途中で同窓生も学習し、コカコーラのホームサイズに水を貯めることを覚えていたっけ。

山手線の北側で飲んだくれると西巣鴨の同窓生を訪ねた。SW西巣鴨駅を地上に出て隣のマンションに住んでいたが、勤め先のサラ金に貸与された物件だった為に、当時ですらクーラー付きの部屋であった。しかし商売柄、夜中に酔っぱらった俺が訪ねると日本刀を抜いて迎えられるのが困りものであった。

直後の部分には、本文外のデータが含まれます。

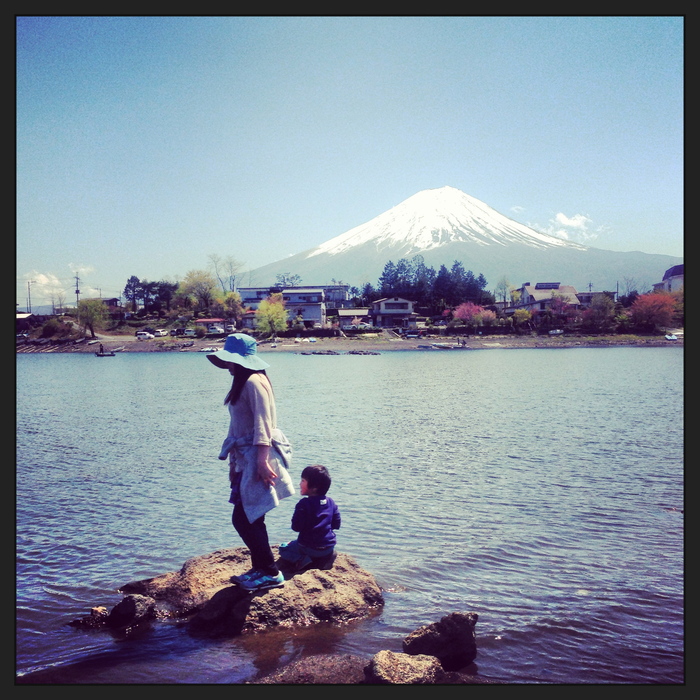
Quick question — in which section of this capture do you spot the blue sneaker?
[231,569,260,586]
[240,571,284,591]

山手線の南側ではJR目黒から雅叙園脇を下って環六に出た所に有るアパートが定宿であった。他の所は窓が無かったが、ここだけは窓が開き当時のアパートという作りであった。しかし、環六に面していたため騒音で開けっ放しにはできなかった。(過去記事:目黒の居酒屋ぶらり / 目黒の映画館 / Y.K.氏 のこと / 漫画「寺島町奇譚」購入)

いずれも部屋も暑かったが、部活の最中にぶっ倒れてもヤカンの水を掛けらるだけの頃としては、当然であった。
当時は「日射病」という言葉はあったが、「熱中症」は聞かなかった、室内で高温障害が起こるほど暑くは無かったのか。それとも、有っても医者も含めて知らなかったのだろうか。当時は風通しの良い家屋が多かったしね~

最近では熱中症(熱失神⇒熱痙攣⇒熱疲労⇒熱射病)とやらで毎日のように救急車が走っている。中には死に至る人もいる。団塊世代と呼ばれる人達の中には「根性が足りない」とか「エアコンなんて、贅沢品」と言う者もいるようだ。そして、そのような者に限ってエアコンも使わず、熱中症対策にも耳を貸さずも実行もしていないようだ。
しかし、根性論で病気にならないということがあるハズが無いだろう。確かに気力で直る病気も有るようだが、神信心と同様にそれは最後の手段であろう。エアコンが無ければ、取り合えず経口補水液程度は飲むようにしよう。
「経口補水液」コンビニに置いていない理由 実は家で簡単に作れる? - withnews
とは言うものの、食塩とブドウ糖を混合した経口補水液を糖尿病患者が愛飲しても良いものか(?)疑問也。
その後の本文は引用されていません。